On Sat, Mar 22, 2014 at 09:08:37AM +0100, Paolo Bonzini wrote:
Il 22/03/2014 03:29, Christoffer Dall ha scritto:
- Simply mandate that VM implementations support persistent variables
for their UEFI implementation - with whatever constraints that may put on higher level tools.
- Require that OSes shipped as part of compliant VM images make no
assumption that changes to the UEFI environment will be stored.
I feel that option number two will break in all sorts of cases, just like Grant stated above, and it is fundamentally not practical; if a distribution ships Linux with a UEFI stub that expects to be able to do something, distributions must modify Linux to conform to this spec. I think imagining that this spec controls how UEFI support in Linux/Grub is done in general would be overreaching. Additionally, Michael brought up the fact that it would be non-UEFI compliant.

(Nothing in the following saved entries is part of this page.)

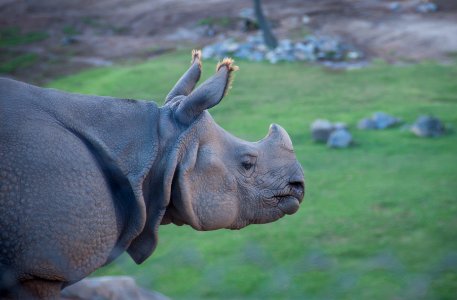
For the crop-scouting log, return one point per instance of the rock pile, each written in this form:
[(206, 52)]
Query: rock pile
[(335, 135), (379, 120), (311, 48)]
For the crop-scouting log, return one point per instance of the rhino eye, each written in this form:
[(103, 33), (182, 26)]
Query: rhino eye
[(247, 165)]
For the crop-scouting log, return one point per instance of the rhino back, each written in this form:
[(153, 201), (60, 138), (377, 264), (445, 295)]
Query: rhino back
[(65, 190)]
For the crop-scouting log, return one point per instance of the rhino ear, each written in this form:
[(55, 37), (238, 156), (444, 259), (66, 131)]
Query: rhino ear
[(207, 95), (187, 82)]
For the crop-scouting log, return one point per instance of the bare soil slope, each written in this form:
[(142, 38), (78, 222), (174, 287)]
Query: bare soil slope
[(92, 33)]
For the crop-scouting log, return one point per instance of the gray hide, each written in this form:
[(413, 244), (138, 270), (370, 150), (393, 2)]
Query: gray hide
[(84, 178)]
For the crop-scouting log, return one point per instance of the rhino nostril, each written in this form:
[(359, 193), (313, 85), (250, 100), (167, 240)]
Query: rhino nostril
[(298, 188)]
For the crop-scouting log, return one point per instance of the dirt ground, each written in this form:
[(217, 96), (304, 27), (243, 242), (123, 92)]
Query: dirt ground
[(87, 33)]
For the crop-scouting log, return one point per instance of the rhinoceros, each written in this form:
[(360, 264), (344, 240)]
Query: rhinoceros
[(85, 178)]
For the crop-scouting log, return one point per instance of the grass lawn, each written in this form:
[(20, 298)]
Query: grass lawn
[(379, 220)]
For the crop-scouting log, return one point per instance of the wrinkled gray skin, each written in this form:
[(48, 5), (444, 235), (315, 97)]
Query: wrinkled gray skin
[(84, 178)]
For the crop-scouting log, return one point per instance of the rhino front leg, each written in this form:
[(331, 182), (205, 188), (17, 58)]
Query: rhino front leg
[(39, 289)]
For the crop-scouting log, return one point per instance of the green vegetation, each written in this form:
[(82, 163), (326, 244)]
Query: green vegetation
[(379, 220), (17, 61), (12, 36)]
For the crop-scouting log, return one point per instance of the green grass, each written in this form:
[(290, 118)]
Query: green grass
[(379, 220), (17, 61)]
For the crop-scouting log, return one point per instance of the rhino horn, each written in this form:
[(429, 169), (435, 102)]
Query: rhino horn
[(279, 135), (208, 94), (187, 82)]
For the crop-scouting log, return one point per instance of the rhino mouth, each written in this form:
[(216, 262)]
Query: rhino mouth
[(289, 202)]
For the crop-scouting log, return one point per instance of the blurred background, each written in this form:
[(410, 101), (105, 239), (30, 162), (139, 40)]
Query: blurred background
[(377, 80)]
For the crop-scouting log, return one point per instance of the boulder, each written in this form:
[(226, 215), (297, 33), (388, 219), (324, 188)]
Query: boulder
[(379, 120), (321, 130), (109, 288), (427, 126), (340, 138), (366, 123)]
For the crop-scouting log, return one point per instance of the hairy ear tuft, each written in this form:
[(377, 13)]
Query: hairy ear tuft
[(229, 64), (196, 55)]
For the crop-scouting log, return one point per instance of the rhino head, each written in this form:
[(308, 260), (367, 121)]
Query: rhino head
[(221, 181), (213, 179)]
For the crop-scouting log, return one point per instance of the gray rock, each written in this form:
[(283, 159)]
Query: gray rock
[(366, 123), (321, 130), (427, 126), (340, 125), (379, 120), (427, 7), (394, 6), (109, 288), (324, 49), (340, 138), (384, 120)]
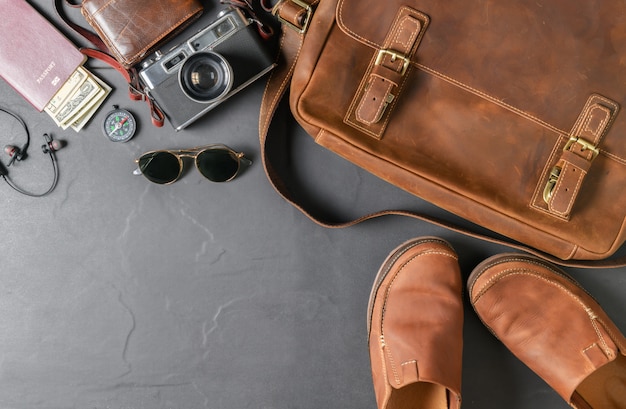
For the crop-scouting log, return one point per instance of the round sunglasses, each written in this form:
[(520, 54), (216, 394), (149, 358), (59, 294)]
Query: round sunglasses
[(217, 162)]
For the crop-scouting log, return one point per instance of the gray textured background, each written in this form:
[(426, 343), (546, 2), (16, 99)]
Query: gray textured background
[(120, 294)]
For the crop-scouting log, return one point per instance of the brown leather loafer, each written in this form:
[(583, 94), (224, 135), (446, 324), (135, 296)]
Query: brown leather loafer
[(552, 325), (415, 327)]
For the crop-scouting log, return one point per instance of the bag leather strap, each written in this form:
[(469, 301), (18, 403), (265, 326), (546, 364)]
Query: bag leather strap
[(101, 52), (277, 88)]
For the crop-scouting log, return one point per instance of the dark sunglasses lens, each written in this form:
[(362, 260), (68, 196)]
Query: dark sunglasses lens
[(160, 167), (217, 165)]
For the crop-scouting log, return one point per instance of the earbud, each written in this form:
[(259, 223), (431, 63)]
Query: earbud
[(51, 145), (15, 153)]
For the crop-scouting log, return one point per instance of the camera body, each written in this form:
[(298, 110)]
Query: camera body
[(211, 66)]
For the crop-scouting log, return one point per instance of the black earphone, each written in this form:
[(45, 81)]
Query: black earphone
[(18, 154)]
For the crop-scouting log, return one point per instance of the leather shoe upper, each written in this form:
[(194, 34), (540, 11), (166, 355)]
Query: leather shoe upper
[(556, 328), (415, 327)]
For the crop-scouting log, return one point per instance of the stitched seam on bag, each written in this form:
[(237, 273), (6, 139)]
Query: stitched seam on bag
[(490, 98)]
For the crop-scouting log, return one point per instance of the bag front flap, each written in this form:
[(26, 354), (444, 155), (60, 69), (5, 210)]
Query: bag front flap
[(542, 61), (493, 95)]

OSes are already able to cope with loss of changes to UEFI environment are stored, because losing persistent variables is what happens if you copy an image to a new hard disk.
Asking implementations for support of persistent variables is a good idea; however, independent of what is in the spec, OSes should not expect that users will enable that support---most of them won't.
OK, fair enough, mandating support for persistent variable storage may be overreaching but at the same time I feel it is unlikely for this spec to reach far enough that a generic UEFI Linux loader, for example, actually follows it, and therefore explicitly mandating that guest OSes must be completely portable in all that they do is a non-practical constraint. That was the request that kicked this discussion off, and what I was trygint to address.